As we can see indicated in orange, at the output of branch (c), we will have the voltage resulting from the sum of each of the voltages of each panel that make up the branch in series (112.35V) and the current will be the same as that of one of the panels (8.98A).

Surely you are thinking, what happens if a panel breaks down and I have to change it for a different one? Well, let’s imagine that, since we can’t find the same panel on the market, you want to buy photovoltaic panels with the following specifications: 31.40V maximum voltage and 9.33A current.

What will happen when connecting this module in series with the other panels already installed, is that the entire branch (string) will start working at the current of lesser magnitude, in our case as the Solar World SW 290 module has a current ( 9.33A) greater than the modules already installed (8.98A), the installation will not be modified.

In the event that our module has a lower current than those already installed, it will affect the entire string and a drop in production will occur, therefore it is not recommended to use replacement modules with currents lower than those of the installed modules.

#### 3- Mixed connection of solar panels :

it would be the last configuration option that we can find, in this case it would be a configuration where we find branches with panels connected in series and, in turn, these branches, connected in parallel.

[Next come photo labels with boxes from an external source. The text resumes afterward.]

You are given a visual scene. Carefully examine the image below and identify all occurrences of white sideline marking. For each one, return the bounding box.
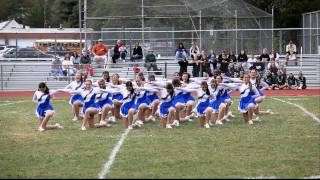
[98,129,130,179]
[0,101,26,106]
[272,98,320,123]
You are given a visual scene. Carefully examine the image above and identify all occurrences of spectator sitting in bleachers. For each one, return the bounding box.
[220,53,230,74]
[119,43,128,62]
[62,55,77,76]
[259,48,270,65]
[145,49,158,71]
[175,43,188,76]
[92,39,108,67]
[208,49,218,74]
[250,58,265,77]
[234,62,244,76]
[237,49,248,63]
[287,73,298,89]
[130,42,143,62]
[278,71,288,89]
[228,51,237,63]
[297,71,307,90]
[268,61,278,75]
[50,57,63,78]
[269,48,280,64]
[246,54,257,70]
[286,41,298,65]
[112,40,121,63]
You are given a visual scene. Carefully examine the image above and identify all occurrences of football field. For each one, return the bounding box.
[0,96,320,178]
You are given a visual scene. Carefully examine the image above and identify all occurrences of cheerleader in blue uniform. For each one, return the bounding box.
[250,69,273,121]
[120,81,137,129]
[32,82,63,132]
[238,74,260,124]
[61,79,108,130]
[182,81,213,128]
[96,79,113,124]
[181,72,195,121]
[145,74,160,121]
[195,81,213,128]
[171,78,186,127]
[209,75,227,125]
[65,73,84,121]
[109,73,123,122]
[158,83,175,129]
[135,76,151,125]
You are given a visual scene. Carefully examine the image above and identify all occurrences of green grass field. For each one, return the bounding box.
[0,96,320,178]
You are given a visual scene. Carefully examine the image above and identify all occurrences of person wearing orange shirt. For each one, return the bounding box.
[92,39,108,68]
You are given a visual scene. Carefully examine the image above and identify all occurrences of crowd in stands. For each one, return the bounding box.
[51,39,306,89]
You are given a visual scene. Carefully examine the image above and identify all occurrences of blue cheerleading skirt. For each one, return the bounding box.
[36,104,54,118]
[159,101,175,118]
[69,94,83,105]
[195,100,211,116]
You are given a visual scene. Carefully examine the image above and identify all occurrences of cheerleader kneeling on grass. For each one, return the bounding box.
[32,82,63,132]
[238,74,260,124]
[60,80,112,130]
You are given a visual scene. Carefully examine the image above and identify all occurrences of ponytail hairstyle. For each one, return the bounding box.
[211,79,218,91]
[172,78,181,87]
[182,72,190,83]
[201,81,210,96]
[166,83,174,99]
[38,82,49,94]
[126,81,134,94]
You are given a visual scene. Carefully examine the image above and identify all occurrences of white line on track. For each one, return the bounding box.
[98,129,130,179]
[0,100,27,106]
[272,98,320,123]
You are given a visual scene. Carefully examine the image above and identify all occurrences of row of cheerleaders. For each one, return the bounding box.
[33,70,272,132]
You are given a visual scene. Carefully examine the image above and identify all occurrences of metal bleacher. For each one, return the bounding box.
[0,55,320,90]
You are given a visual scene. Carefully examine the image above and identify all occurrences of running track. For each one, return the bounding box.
[0,88,320,99]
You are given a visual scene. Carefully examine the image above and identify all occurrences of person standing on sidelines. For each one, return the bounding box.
[32,82,63,132]
[65,73,84,121]
[92,39,108,69]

This configuration is used when we must achieve very specific output currents and voltages, and then we “play” with the options that the different types of connection give us. Let’s see an example about it  As we can see in the electrical diagram, at the point (node) (c) of the first branch (string).we have the sum of the panel voltages and the unit current, at the point (node) (d).

which is the output of the system, we will have the same output voltage of each of the branches, but as output current it is the sum of the output current of each of the branches, since the two branches connected in parallel.

As a practical summary, let’s say that in series connections the total current (output) is equal to that of one of the panels that make up the branch (string) and the total voltage (output) is the sum of the voltage of each panel connected in series. In parallel connections, the total (output) voltage is equal to the output of each branch and the total (output) current is the sum of the currents in each branch.